There’s precedence in horror films running as comedies: In 2018, Get Out earned a best picture and best actor nom in the comedy categories; it would go on to earn four Oscar noms and won Jordan Peele best original screenplay. Did focusing on the film’s satire rather than its horror elements boost its chances? I can’t make that call. It won’t hurt The Substance’s screenplay campaign to hone in on what the film has to say rather than the way it says it — and Hollywood does like to poke fun at itself in an effort to display some humility. 

The comedy designation no doubt raises the chances for Demi Moore’s presumptive Golden Globe nom, which feels like a lock (the Globes expanded its number of nominees to six per category last year). But being one of 12 nominated actresses across two categories at the Globes is a lot easier to manage than being one of five Oscar nominees for best actress.

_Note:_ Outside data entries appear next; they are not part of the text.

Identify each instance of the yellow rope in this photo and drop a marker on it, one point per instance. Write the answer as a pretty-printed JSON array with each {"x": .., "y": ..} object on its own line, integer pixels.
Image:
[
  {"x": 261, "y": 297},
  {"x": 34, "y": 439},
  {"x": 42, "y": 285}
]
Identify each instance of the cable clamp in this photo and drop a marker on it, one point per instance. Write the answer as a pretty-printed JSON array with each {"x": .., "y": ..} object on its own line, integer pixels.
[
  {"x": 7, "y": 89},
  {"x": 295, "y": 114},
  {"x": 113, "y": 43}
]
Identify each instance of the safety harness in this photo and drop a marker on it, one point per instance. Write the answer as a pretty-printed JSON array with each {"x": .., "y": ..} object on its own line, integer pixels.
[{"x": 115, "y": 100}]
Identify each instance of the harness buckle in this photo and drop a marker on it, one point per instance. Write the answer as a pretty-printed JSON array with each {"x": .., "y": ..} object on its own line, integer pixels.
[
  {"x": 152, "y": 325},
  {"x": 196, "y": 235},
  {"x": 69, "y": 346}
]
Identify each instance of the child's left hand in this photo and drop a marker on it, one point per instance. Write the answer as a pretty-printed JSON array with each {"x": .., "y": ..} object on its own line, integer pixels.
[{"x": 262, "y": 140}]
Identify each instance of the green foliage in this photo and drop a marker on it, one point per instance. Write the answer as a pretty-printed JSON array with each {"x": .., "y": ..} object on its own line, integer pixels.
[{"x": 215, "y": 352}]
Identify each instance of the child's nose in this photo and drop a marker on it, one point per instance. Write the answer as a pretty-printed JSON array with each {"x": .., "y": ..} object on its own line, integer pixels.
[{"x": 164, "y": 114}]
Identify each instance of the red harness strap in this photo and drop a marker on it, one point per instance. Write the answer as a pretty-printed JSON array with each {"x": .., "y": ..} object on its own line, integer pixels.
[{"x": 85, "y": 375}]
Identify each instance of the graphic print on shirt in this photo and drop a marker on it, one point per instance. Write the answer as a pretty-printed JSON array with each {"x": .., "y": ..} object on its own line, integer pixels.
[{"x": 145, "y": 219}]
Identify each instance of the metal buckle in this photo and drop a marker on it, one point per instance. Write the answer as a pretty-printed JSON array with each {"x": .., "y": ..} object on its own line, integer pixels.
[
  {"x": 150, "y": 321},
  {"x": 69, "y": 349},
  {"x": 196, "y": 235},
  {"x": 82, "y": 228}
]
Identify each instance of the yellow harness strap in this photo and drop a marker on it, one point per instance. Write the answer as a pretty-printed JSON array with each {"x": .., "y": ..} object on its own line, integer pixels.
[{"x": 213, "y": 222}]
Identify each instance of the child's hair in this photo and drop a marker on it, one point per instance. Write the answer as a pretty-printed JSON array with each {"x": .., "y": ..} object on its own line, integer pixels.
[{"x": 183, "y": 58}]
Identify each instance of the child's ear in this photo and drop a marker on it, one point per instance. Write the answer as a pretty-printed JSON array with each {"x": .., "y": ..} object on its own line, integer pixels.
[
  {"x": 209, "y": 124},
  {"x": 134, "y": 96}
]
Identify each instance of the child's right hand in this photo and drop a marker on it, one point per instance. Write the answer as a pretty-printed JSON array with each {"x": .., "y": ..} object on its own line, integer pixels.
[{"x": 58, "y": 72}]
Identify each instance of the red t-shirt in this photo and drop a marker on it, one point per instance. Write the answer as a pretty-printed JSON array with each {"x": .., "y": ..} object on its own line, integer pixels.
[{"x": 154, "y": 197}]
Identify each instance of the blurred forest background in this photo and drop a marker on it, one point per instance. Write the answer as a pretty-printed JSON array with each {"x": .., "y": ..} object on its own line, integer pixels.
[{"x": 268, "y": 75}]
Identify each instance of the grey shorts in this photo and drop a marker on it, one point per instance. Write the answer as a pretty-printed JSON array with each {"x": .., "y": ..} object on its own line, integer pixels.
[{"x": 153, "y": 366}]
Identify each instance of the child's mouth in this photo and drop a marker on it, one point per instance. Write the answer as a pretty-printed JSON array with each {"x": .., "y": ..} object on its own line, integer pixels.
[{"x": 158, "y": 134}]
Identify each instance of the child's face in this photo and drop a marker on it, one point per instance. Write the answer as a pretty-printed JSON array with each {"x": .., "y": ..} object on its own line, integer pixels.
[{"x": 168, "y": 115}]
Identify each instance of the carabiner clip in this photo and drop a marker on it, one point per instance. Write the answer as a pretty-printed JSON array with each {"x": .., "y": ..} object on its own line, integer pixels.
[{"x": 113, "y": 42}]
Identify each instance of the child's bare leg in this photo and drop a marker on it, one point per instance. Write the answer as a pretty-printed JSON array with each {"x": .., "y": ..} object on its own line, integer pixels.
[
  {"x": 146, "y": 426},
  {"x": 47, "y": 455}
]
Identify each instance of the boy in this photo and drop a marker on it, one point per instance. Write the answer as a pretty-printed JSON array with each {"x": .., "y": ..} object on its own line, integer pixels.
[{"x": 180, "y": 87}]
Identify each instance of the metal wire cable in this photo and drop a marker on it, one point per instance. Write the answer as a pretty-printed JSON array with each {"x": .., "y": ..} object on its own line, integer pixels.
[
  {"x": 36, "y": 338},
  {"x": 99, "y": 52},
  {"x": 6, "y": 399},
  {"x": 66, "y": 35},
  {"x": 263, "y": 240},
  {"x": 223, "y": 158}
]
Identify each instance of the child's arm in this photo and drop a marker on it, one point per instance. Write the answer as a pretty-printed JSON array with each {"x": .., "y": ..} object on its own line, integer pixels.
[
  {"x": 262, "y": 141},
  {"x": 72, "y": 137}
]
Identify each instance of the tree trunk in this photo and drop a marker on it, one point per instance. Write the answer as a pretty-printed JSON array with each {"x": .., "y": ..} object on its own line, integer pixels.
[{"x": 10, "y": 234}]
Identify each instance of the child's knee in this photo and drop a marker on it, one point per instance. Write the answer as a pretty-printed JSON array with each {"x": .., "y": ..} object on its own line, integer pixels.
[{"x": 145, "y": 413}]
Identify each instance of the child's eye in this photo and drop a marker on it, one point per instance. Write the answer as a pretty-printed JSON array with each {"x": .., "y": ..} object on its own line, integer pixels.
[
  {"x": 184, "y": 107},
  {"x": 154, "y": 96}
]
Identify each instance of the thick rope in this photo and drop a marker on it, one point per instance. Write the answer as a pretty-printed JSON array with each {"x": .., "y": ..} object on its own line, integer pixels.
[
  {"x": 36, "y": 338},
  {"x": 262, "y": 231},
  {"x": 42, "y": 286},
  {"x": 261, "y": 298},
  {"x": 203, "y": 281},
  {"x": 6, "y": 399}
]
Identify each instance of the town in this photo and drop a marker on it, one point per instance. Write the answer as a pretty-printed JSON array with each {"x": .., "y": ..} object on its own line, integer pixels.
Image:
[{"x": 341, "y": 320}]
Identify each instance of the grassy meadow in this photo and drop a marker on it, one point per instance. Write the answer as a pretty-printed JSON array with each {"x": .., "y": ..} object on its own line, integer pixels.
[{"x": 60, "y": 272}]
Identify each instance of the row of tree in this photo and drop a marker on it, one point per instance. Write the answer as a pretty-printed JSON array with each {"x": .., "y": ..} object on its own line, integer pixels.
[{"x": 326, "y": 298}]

The script’s sharpness works in her favor, however: that Moore’s role in The Substance is so metatextual solidifies her place as a hard-working and beloved industry veteran who is overdue for her flowers. And Moore’s star power — and some of the best reviews of her career —may encourage more people to see the film. 

Moore’s distinction as a never-been-nominated veteran actress making her grand return to film prominence in a wacky, off-kilter genre feature could also follow the trajectory of Everything Everywhere All at Once’s Michelle Yeoh and Jamie Lee Curtis to their respective Oscar wins in 2023. Yeoh was considered a frontrunner (against Tár’s Cate Blanchett, who already had two Oscars) at the onset of the season; and clinched the Globe for best actress, musical/comedy. Curtis, however, gained momentum after the Globes, where she lost to Black Panther: Wakanda Forever’s Angela Bassett, only to leave the Dolby Theatre months later with a statue in tow. Not bad for two A-listers who got their start not in arthouse features but in genre groundbreakers.

The Substance isn’t the only scary or unsettling movie in the mix this season; Netflix’s The Piano Lesson veers into the supernatural, and Searchlight’s Nightbitch also presents discomforting imagery of the female body. And then there’s Focus Features’ Nosferatu, written and directed by Robert Eggers who, for better or worse, is the filmmaker most emblematic of the “elevated horror” label. That film starts screening in November, and it could be a major crafts contender à la Francis Ford Coppola’s Bram Stoker’s Dracula’s footsteps as a major crafts contender (the 1992 adaptation scored three Oscars for its costumes, sound editing and makeup). Four-time nominee Willem Dafoe might possibly break through as a supporting actor contender, too; coincidentally, one of those noms was for playing Max Shreck in Shadow of the Vampire, a fictionalized behind-the-scenes look at F. W. Murnau’s classic Nosferatu in which the actor who first played Count Orlok is actually an undead bloodsucker. (Keep that fact in your pocket for your post-screening reception banter.)